From the September 25, 1944 issue of Stars and Stripes

U.S. AIR TRANSPORT COMMAND BASE, Britain, Sept. 24 (AP) – Home is only 24 hours away for hundreds of American soldiers wounded in Europe. They are evacuated from the battlefields in big transport planes and flown back to England, where they are transferred to even larger transports that speed them across the Atlantic in 24 hours or less.

ww2 flight nurses casualties

Flight Nurses train to evacuate casualties at Bowman Field, Kentucky.

Once back in the States, soldiers are flown to Army hospitals—those nearest their home towns whenever possible.

“Evacuation by air is the greatest moral stimulant that is possible to give these men,” said Lt. Col. Raymond Libin, of Baltimore, Army Medical officer in charge of air evacuation.

Most men certainly are in high spirits when leaving here. “I just wired my family that I’m leaving,” grinned a sergeant injured in the Seigfried Line fighting. For him, home is a farm in Wisconsin.

The majority of the casualties rushed home by air are those in need of special medical treatment.

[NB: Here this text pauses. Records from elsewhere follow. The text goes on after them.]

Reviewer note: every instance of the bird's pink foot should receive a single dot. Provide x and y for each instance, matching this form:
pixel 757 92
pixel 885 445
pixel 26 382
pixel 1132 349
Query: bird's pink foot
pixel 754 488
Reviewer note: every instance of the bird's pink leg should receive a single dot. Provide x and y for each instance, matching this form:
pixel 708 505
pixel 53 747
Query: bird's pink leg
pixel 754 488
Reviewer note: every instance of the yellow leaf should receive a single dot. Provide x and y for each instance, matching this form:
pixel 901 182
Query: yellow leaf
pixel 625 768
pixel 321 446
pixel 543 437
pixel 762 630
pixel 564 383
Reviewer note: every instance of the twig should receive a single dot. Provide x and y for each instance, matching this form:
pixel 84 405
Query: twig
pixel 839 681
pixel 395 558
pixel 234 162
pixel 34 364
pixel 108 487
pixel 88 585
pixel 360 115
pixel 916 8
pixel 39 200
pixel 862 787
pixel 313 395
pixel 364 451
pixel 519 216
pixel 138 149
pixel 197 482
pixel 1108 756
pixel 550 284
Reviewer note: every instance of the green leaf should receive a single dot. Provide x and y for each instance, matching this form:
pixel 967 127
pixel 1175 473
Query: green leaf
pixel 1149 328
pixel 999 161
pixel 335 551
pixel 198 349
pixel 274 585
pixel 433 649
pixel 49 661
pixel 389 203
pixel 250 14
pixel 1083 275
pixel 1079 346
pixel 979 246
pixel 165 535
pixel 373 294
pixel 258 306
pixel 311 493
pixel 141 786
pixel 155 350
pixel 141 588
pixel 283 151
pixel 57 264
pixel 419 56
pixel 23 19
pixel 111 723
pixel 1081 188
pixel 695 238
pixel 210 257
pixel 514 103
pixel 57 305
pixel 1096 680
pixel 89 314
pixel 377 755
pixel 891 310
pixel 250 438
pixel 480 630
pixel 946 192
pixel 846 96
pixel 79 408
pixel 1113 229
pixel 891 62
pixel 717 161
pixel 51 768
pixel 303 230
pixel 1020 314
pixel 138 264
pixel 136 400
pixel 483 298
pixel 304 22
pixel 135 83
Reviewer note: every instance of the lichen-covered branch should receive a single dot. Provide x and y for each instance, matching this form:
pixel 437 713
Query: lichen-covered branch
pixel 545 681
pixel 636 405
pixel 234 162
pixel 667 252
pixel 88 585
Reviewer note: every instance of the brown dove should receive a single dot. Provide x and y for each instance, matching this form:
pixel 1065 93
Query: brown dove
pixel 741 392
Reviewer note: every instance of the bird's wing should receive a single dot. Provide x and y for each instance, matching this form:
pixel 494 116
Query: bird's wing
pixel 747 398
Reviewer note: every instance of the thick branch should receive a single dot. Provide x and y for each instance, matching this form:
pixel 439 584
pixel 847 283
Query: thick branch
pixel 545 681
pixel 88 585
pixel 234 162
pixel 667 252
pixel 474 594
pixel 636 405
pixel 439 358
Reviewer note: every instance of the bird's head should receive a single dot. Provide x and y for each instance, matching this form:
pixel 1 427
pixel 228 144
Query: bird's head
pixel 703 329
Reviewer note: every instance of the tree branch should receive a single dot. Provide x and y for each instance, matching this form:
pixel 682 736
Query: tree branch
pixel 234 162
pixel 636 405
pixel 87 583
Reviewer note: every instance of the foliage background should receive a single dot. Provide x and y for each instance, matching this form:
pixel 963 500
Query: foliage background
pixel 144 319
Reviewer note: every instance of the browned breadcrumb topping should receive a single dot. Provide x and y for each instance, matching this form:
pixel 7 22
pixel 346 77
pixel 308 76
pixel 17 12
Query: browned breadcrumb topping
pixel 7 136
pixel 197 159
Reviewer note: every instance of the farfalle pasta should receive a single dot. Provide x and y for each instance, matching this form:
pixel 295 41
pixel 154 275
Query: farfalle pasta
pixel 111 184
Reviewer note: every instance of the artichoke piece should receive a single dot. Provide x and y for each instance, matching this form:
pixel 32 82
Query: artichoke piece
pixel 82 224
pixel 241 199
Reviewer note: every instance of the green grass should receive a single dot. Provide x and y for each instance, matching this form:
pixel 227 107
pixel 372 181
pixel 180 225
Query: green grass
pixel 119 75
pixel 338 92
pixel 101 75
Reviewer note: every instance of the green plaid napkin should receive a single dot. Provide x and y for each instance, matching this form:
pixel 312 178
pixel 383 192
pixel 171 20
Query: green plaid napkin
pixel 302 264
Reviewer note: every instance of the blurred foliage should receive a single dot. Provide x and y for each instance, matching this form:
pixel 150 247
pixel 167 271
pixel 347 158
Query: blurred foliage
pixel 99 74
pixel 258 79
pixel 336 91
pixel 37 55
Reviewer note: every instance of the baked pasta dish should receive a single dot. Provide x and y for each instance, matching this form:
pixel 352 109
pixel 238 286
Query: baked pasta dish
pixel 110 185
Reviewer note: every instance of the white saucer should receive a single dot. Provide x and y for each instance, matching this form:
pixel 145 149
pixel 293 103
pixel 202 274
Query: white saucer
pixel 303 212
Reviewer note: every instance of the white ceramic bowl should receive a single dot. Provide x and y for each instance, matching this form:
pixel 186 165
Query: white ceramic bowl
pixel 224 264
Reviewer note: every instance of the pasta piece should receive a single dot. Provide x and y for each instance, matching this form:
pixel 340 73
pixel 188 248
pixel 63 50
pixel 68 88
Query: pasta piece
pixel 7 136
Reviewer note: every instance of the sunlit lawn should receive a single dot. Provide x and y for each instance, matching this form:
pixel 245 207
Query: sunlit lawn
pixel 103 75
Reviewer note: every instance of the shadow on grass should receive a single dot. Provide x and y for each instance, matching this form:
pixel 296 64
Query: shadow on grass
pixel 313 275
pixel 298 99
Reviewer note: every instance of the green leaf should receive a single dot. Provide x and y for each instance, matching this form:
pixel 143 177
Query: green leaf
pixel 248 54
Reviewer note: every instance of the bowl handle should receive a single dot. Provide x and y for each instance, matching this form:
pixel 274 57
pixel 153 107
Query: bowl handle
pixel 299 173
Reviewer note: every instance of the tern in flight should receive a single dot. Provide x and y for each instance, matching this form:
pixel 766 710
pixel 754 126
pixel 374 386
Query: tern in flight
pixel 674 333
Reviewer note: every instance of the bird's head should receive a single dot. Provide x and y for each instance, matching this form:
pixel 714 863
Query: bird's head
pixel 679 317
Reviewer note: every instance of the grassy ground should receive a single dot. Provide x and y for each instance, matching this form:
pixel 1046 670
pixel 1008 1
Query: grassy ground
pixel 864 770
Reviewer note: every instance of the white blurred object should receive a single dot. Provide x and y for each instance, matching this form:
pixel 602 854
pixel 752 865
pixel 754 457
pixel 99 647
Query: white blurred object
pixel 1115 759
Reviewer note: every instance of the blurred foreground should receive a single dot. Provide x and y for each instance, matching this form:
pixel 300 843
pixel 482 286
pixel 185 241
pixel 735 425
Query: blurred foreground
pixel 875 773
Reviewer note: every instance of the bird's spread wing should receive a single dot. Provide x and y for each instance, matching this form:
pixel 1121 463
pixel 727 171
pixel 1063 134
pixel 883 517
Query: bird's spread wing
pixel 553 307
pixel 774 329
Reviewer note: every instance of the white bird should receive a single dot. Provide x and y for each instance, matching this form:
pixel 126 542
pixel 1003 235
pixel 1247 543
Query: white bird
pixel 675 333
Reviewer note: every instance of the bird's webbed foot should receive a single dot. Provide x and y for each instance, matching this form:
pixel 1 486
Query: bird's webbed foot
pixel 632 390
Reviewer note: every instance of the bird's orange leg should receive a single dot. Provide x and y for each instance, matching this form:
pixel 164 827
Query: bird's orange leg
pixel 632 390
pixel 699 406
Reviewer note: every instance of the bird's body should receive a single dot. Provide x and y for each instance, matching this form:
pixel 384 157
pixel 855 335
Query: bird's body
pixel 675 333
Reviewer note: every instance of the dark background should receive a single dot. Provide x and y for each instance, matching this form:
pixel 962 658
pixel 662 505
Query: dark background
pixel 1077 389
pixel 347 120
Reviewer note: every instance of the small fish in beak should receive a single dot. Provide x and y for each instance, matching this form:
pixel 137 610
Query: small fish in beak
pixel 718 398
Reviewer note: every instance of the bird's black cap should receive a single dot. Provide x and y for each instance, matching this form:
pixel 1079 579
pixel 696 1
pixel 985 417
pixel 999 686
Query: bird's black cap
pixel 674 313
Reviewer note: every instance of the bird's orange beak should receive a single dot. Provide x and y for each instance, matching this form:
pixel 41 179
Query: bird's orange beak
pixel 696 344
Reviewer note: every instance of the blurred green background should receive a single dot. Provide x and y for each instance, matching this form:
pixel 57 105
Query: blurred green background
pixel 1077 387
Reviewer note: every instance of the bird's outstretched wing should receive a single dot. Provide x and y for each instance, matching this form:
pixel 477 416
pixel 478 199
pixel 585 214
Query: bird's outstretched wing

The records of these flights are outstanding. In six months since experimental air evacuation was begun in this theater, there has been only one major accident. Each transatlantic airliner carries an average of 20 patients, but never more than six completely bedridden litter cases. This is to facilitate the abandonment of the plane in case of emergency. A flight nurse goes along to look after patients, often accompanied by a GI technician.